奇怪的是皇帝虽然很高兴打了胜仗却只字未提祁北亭被劫的事,对于祁北亭的封赏也只是万两黄金别无其他。没有半点要给祁北亭在朝中挂职的意思。
王阔将军因公去世,按照一贯的惯例本来应该是让王阅世袭将军之位,可是皇帝却只是嘉许王阅在战场上的战功,将他原本的正四品的上寄都尉升为二品护军,一点没有提起世袭将军之事。对于王阔将军的去世,皇帝表示非常难过痛心,一代英雄陨没,举国发丧三天。
祁北亭和王阅在听完皇帝宣旨之后,很有默契的互看一眼。
现在没有大将军,那这几十万将士谁来统领?皇帝没有提起,也没有说要收回去,看来大家都想知道虎符现在在谁的手里。在王阅手里的话,理所应当。要是在二皇子手中的话,现在朝廷就要开始翻云覆雨了。
祁北亭和王阅一起走出大殿,王阅悠闲散漫的开着玩笑:“看来没有猜错,皇上现在是开始忌惮你了,怎么办,我的好表弟,你现在可危险了。”
祁北亭一直绷着脸,也没心情说笑:“我现在要去趟母妃的寝宫,明天早上别忘了去校场操练。”
王阅笑了起来:“就知道你要使唤我,命苦呀。”
靖妃宫中。
靖妃一大早就起来梳洗打扮,特意换上正妃礼服,等着皇帝的召唤封赏,她的儿子打了胜仗,按道理来说她这个母妃也应该一并受赏的。她在寝宫中等待,可是左等右等左等右等,也不见皇帝的召见。
直到后来听到太监的禀报二皇子的到来,靖妃终于笑了起来:“哈哈哈哈,哥哥死了,现在记得我的就只有我儿子了,哈哈哈哈。”靖妃苦笑着,连眼泪都笑了出来。祁北亭走进大殿的时候,就看到自己的母妃哭的伤心不已。
祁北亭挥挥手示意宫女们都下去,只留下他和靖妃两人。
靖妃趴在几案上哭的伤心不已,祁北亭坐在一旁等待,直到靖妃拿着绢帕拭泪,情绪慢慢平复。
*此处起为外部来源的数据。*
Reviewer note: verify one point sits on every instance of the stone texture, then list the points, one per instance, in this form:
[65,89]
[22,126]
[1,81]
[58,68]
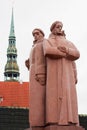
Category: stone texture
[55,127]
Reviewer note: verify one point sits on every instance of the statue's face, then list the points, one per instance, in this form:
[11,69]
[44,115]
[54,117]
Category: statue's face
[37,35]
[58,29]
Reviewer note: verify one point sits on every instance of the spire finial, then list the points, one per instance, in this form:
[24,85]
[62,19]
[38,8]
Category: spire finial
[12,33]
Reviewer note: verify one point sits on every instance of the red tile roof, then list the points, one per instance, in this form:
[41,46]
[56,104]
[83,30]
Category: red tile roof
[14,94]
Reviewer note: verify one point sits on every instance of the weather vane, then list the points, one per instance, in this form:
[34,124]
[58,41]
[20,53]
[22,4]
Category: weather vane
[13,3]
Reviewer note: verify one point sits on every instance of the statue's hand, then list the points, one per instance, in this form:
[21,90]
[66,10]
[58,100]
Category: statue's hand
[63,49]
[41,79]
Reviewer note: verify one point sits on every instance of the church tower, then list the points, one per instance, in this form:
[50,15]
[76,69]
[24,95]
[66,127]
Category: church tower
[11,72]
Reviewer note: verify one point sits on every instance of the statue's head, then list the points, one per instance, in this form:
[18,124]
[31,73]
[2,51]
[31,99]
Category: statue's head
[38,30]
[38,34]
[56,27]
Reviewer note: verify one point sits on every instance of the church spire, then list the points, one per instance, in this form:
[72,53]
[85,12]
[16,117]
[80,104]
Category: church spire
[12,32]
[11,68]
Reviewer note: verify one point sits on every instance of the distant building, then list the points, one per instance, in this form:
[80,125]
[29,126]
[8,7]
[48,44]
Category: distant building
[11,72]
[14,94]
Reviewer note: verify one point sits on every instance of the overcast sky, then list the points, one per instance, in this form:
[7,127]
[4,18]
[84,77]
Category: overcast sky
[29,14]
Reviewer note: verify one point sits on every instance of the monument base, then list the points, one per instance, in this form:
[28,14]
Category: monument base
[56,127]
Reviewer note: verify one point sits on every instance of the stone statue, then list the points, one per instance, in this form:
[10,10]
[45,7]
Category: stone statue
[36,64]
[61,98]
[53,78]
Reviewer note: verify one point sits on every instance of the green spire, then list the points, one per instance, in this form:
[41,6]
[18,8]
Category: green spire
[12,33]
[11,71]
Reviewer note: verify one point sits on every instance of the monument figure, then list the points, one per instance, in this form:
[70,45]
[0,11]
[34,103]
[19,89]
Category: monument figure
[61,98]
[53,78]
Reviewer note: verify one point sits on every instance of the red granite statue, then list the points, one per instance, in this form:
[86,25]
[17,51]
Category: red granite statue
[53,101]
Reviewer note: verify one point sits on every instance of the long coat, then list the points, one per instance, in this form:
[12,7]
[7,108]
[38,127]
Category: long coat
[37,91]
[61,98]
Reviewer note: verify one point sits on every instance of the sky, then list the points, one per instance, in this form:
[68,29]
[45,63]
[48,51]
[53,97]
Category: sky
[30,14]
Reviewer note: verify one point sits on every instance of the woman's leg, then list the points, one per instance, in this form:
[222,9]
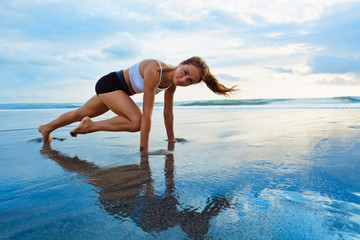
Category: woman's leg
[92,108]
[128,119]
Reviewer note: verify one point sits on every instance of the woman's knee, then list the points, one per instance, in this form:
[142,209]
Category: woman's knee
[78,115]
[135,123]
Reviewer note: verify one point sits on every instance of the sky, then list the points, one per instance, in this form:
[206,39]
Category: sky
[56,50]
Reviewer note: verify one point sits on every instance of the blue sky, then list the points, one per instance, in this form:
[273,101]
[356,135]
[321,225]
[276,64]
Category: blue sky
[55,50]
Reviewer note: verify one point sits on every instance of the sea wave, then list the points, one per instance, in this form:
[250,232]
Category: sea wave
[278,103]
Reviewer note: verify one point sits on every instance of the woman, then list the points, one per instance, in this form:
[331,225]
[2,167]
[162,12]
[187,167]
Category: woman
[114,91]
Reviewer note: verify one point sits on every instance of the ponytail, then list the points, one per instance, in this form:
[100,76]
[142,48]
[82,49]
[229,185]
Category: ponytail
[213,84]
[210,80]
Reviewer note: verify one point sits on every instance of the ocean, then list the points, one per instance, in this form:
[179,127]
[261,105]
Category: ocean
[280,103]
[245,169]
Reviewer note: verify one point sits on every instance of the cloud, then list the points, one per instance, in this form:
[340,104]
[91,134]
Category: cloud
[280,69]
[330,64]
[228,77]
[340,81]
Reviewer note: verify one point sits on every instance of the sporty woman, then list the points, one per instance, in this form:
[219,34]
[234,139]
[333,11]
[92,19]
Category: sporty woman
[113,93]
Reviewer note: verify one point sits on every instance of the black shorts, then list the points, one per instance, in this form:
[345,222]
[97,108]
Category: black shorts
[112,82]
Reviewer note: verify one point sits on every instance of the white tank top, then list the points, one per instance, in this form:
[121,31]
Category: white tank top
[137,81]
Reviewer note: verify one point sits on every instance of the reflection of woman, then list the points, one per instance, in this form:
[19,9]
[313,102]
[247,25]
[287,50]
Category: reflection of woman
[127,192]
[114,91]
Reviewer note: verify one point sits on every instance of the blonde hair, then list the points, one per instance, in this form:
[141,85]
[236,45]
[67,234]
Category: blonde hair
[210,80]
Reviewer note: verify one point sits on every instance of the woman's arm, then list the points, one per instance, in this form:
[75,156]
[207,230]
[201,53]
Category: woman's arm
[168,113]
[150,82]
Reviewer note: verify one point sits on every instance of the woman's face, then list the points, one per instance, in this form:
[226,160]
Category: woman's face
[186,74]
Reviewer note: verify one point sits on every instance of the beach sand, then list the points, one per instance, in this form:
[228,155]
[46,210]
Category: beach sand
[240,174]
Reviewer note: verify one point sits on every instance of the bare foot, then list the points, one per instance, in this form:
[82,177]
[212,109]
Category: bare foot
[46,133]
[83,128]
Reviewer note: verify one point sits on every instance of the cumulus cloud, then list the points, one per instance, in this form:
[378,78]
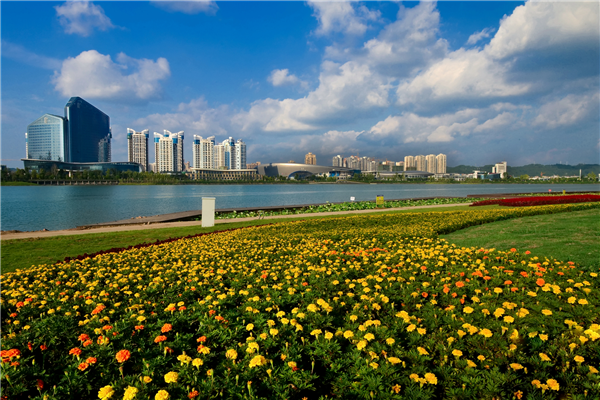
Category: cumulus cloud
[97,76]
[342,17]
[188,7]
[282,77]
[478,36]
[21,54]
[82,18]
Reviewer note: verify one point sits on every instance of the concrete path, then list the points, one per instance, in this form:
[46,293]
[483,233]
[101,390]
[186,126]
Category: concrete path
[122,228]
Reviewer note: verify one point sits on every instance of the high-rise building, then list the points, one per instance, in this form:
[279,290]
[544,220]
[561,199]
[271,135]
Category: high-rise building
[88,132]
[168,149]
[421,163]
[337,161]
[500,168]
[440,160]
[46,138]
[409,162]
[203,152]
[229,147]
[219,156]
[431,165]
[310,159]
[137,147]
[240,155]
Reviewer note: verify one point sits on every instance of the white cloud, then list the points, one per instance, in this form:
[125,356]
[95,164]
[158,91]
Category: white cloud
[82,17]
[566,111]
[188,7]
[476,37]
[95,75]
[21,54]
[342,17]
[282,77]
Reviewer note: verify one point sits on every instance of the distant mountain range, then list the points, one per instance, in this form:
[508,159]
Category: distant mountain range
[532,169]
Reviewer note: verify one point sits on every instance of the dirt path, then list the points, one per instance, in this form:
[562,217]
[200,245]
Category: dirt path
[122,228]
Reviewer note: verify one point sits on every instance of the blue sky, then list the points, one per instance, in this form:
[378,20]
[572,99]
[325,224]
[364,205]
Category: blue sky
[481,82]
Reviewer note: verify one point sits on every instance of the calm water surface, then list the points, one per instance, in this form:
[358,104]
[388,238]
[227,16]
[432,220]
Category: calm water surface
[28,208]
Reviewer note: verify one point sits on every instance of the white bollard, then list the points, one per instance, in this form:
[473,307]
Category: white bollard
[208,211]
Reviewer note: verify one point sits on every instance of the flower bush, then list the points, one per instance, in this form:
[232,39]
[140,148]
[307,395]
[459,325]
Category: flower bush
[539,200]
[370,306]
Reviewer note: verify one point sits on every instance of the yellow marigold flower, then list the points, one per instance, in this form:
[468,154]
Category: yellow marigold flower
[171,377]
[431,378]
[106,392]
[257,361]
[197,362]
[161,395]
[130,393]
[553,384]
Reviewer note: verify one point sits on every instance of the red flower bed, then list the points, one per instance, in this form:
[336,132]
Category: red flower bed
[539,200]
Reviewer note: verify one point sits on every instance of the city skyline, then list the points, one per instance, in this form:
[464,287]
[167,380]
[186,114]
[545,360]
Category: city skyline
[479,81]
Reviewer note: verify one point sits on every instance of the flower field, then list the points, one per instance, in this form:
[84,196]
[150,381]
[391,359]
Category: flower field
[540,200]
[361,307]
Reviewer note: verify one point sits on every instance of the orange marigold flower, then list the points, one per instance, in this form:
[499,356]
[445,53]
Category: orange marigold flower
[123,356]
[76,351]
[160,338]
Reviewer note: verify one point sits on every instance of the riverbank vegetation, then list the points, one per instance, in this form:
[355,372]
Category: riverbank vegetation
[368,306]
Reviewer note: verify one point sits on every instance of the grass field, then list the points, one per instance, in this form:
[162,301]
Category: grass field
[568,236]
[23,253]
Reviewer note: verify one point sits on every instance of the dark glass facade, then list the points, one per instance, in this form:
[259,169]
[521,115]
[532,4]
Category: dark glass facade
[88,132]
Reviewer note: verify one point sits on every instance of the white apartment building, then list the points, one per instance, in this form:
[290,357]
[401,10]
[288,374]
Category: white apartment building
[440,161]
[421,163]
[137,147]
[431,164]
[240,155]
[409,162]
[168,148]
[203,152]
靖妃看着祁北亭,她使劲咬着嘴唇,问道:“你舅舅是怎么死的?他是怎么死的!”
祁北亭望着靖妃通红的双眼,眼里布满了血丝,充满了失望愤怒愤恨,祁北亭突然觉得也许舅舅才是母妃最最依靠的人吧,比他这个儿子更让人心安的人。舅舅代表了王家,是母妃的娘家,舅舅好,整个王家好,母妃在宫中才好。比起自己这个儿子,真是更可靠。
祁北亭认真地答道:“想必母妃也已知晓我夜探敌营被擒,我身处险境舅舅便派出大表哥前来营救。后来我成功出逃和大表哥一起躲至大礼国,欲从大礼国行水路回到多佳。也就是在这段时间里,胡人对红城进行了强烈进攻。舅舅身处险境,孤军奋战,外加胡人突然袭击,搞得舅舅措手不及,最终战死沙场。直到我和王阅赶回红城,最终克敌制胜,赢了最后一战。”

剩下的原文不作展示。